Almost 60 million people worldwide were forcibly uprooted by conflict and persecution at the end of last year, the highest ever recorded number, the UN refugee agency said yesterday.
More than half the displaced from crises including Syria, Afghanistan and Somalia were children, the UNHCR said in its annual 'Global Trends Report'.
In 2014, an average of 42,500 people became refugees, asylum seekers, or internally displaced every day, representing a four-fold increase in just four years, the aid agency said.
"We are witnessing a paradigm change, an unchecked slide into an era in which the scale of global forced displacement as well as the response required is now clearly dwarfing anything seen before," said UN High Commissioner for Refugees António Guterres.
The UNHCR said Syria, where conflict has raged since 2011, was the world's biggest source of internally displaced people and refugees.
There were 7.6 million displaced people in Syria by the end of last year and almost 4 million Syrian refugees, mainly living in the neighbouring countries of Lebanon, Jordan and Turkey.
"The global distribution of refugees remains heavily skewed away from wealthier nations and towards the less wealthy," the UNHCR said.

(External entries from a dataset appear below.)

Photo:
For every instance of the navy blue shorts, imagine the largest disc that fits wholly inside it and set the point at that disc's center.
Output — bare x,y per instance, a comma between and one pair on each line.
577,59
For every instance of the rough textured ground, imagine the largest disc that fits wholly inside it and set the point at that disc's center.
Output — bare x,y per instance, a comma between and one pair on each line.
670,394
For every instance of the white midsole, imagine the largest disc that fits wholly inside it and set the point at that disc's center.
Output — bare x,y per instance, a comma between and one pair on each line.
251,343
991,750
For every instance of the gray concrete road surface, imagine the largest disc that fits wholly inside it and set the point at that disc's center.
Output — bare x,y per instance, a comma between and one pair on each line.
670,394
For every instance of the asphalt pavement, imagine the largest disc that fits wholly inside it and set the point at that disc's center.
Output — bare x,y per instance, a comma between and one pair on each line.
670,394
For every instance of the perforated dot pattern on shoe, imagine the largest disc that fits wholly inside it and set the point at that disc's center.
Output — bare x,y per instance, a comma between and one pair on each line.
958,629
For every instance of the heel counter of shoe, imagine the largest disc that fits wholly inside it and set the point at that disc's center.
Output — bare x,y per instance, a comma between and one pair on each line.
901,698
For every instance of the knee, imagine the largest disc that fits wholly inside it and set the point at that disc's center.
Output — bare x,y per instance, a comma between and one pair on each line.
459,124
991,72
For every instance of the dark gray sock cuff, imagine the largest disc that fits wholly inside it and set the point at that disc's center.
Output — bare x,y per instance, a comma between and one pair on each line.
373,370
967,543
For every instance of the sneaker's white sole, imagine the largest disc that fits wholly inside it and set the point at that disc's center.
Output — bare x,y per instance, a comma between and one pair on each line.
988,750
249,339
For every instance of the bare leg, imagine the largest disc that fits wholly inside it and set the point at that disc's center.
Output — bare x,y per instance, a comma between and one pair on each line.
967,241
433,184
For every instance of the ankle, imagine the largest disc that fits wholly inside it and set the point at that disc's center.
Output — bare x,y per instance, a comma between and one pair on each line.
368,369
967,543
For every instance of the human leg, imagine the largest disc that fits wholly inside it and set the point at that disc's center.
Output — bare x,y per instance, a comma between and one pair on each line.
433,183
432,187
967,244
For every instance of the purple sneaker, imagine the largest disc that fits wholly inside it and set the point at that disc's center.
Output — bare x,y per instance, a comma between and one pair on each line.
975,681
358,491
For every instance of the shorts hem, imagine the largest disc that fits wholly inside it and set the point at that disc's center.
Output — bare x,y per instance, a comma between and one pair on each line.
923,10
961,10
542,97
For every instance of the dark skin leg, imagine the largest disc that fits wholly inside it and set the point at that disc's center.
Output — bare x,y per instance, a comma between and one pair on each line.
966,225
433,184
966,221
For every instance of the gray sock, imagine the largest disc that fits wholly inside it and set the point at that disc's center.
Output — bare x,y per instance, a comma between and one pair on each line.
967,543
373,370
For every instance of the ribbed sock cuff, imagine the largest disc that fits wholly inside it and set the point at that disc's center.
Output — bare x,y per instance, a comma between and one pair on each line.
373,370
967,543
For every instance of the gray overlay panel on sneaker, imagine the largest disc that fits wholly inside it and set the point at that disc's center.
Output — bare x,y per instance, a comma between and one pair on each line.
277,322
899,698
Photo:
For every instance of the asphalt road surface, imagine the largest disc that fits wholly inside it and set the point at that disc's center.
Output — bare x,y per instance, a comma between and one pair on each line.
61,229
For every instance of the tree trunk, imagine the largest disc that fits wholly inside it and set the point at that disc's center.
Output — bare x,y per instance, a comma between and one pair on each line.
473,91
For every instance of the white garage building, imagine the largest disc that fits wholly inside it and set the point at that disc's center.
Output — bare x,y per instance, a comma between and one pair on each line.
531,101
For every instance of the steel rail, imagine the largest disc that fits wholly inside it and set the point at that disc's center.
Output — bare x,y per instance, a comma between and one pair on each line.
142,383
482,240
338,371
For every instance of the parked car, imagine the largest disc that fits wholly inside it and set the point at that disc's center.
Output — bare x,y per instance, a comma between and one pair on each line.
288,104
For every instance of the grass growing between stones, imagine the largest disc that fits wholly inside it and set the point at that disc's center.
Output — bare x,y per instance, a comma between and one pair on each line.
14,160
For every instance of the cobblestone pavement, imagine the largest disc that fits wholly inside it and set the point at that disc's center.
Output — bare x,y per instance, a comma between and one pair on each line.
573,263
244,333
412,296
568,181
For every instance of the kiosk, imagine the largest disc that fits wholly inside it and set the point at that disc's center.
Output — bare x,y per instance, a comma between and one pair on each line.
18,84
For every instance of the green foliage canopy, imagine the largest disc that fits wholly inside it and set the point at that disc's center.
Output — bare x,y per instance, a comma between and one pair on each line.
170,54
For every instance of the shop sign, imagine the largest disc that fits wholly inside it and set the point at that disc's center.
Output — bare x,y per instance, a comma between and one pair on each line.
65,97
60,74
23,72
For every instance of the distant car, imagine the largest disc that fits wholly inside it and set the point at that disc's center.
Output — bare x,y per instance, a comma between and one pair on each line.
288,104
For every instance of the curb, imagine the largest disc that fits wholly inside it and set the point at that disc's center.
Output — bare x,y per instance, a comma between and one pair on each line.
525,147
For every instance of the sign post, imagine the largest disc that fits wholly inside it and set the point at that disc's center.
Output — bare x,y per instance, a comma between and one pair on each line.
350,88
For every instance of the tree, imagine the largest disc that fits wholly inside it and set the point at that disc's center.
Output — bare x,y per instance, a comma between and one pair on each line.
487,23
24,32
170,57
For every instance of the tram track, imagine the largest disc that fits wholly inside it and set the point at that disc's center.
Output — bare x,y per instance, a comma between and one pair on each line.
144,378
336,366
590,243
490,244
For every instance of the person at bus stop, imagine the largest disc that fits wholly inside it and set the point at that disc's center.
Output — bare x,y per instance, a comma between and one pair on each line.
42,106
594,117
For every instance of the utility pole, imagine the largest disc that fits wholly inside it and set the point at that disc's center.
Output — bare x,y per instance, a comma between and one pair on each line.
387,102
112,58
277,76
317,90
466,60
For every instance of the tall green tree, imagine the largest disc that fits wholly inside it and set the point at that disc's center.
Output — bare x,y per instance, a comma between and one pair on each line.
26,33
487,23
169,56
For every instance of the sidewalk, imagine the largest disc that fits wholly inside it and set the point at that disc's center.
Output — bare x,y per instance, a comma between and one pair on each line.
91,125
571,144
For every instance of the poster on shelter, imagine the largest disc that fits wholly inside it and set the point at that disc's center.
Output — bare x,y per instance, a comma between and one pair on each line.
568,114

The UNHCR said there were 38.2 million displaced by conflict within national borders, almost five million more than a year before, with wars in Ukraine, South Sudan, Nigeria, the Central African Republic and the Democratic Republic of the Congo swelling the figures.
Of the 19.5 million refugees living outside their home countries, 5.1 million are Palestinians. Syrians, Somalis and Afghans make up more than half the remaining 14.4 million refugees, the UNHCR said.